DeSantis was the only governor in the country who refused to pre-order the paediatric vaccines before experts authorised them for the age group in question. He also prevented county health departments from distributing the shots, and – against common sense and medical advice – he encouraged parents not to vaccinate their children. The result is that waiting lists at paediatric clinics in Florida have lengthened to weeks. Families are having to plan trips out of state to seek vaccinations. That is not yet illegal.

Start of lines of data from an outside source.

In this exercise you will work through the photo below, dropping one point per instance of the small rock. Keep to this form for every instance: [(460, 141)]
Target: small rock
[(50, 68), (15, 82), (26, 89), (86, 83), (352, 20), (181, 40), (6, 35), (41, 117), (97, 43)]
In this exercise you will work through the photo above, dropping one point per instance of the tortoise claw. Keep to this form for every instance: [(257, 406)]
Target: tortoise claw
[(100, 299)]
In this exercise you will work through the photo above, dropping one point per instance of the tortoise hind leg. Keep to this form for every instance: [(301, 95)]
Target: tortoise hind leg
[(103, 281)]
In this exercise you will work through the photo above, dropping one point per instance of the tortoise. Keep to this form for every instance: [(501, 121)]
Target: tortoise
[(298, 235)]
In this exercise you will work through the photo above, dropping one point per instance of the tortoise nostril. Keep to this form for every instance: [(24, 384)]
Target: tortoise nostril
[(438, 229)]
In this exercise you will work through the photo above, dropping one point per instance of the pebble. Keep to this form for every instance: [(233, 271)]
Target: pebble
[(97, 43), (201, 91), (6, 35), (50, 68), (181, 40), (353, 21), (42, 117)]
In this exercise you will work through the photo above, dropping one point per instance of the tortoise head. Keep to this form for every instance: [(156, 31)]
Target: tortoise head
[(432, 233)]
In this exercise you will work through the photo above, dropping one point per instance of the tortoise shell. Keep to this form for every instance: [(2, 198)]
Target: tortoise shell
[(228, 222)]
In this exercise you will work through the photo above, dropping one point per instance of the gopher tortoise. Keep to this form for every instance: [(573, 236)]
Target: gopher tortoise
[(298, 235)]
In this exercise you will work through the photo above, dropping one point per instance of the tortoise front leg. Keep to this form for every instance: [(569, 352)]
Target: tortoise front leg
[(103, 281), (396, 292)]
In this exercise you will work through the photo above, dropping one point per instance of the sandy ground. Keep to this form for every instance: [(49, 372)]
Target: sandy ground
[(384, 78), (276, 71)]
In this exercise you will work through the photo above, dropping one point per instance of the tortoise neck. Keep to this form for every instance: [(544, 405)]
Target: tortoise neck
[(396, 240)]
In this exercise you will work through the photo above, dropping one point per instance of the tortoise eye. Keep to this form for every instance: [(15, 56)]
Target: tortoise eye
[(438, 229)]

In Los Angeles County (the metropolitan area with over 10 million residents), the number of infections from Covid has slowly – and predictably – risen since the Spring… restrictions were relaxed prematurely; deniers refused to follow their implementation anyway. Almost as soon as it was announced that those in the County responsible for ensuring the safety and good health of others were considering the equally predictable – and necessary – step of trying to control the infection rate by re-introducing a mask mandate indoors, the protests began: Lili Bosse, the mayor of the semi-autonomous Beverly Hills city said, “I feel it is our job to lead and I support the power of choice,” ignoring the health, safety and wellbeing of those susceptible to infection. Beverly Hill was ready to defy the mandate. Similarly, Republican Los Angeles County Supervisor (rough equivalent to the UK’s local councillors) Kathryn Barger published an open letter opposing the re-introduction of mask mandates. It may well be for these reasons that no such mandate has been re-introduced in Los Angeles so far.
Corruption
Republican congressperson Marjorie Taylor Greene is no stranger to readers of ‘Notes from the US’. Thoughtful onlookers will rightly conclude that her racist, homophobic, intolerant and offensive conduct is derived in large part from a wish to get media attention for her antics. Fair enough; that’s politics. But her conduct has vicious and ‘serious’ intent. Under the 14th Amendment of the US constitution no-one who has advocated or supported overthrowing the government (which is what the congressperson from Georgia repeatedly does) is then allowed to run for office (in that government). A number of lawsuits in 2022 have sought to enforce that law, and thereby rightfully to disqualify Taylor Greene from (future) office. At the end of last month, however, Judge Christopher Brasher, the Fulton County Superior Court’s chief judge dismissed these attempts after they were advanced yet again again during a landmark disqualification hearing held in April, one month before Taylor Greene won her primary election. So she will proceed unhindered to likely re-election next time. Despite involvement and belief in the legitimacy of a violent insurrection to overturn the government.
In other words, the trends towards believing what you want to believe regardless of evidence is increasing. Opinion is becoming more powerful than fact. And actions to ensure that authoritarian (and fascism) is promoted in as many areas of (public) life as possible are gaining traction. Such fantasy-led selfishness is condoned or underwritten by the rich and powerful élites. It is hard to see what could reverse these trends.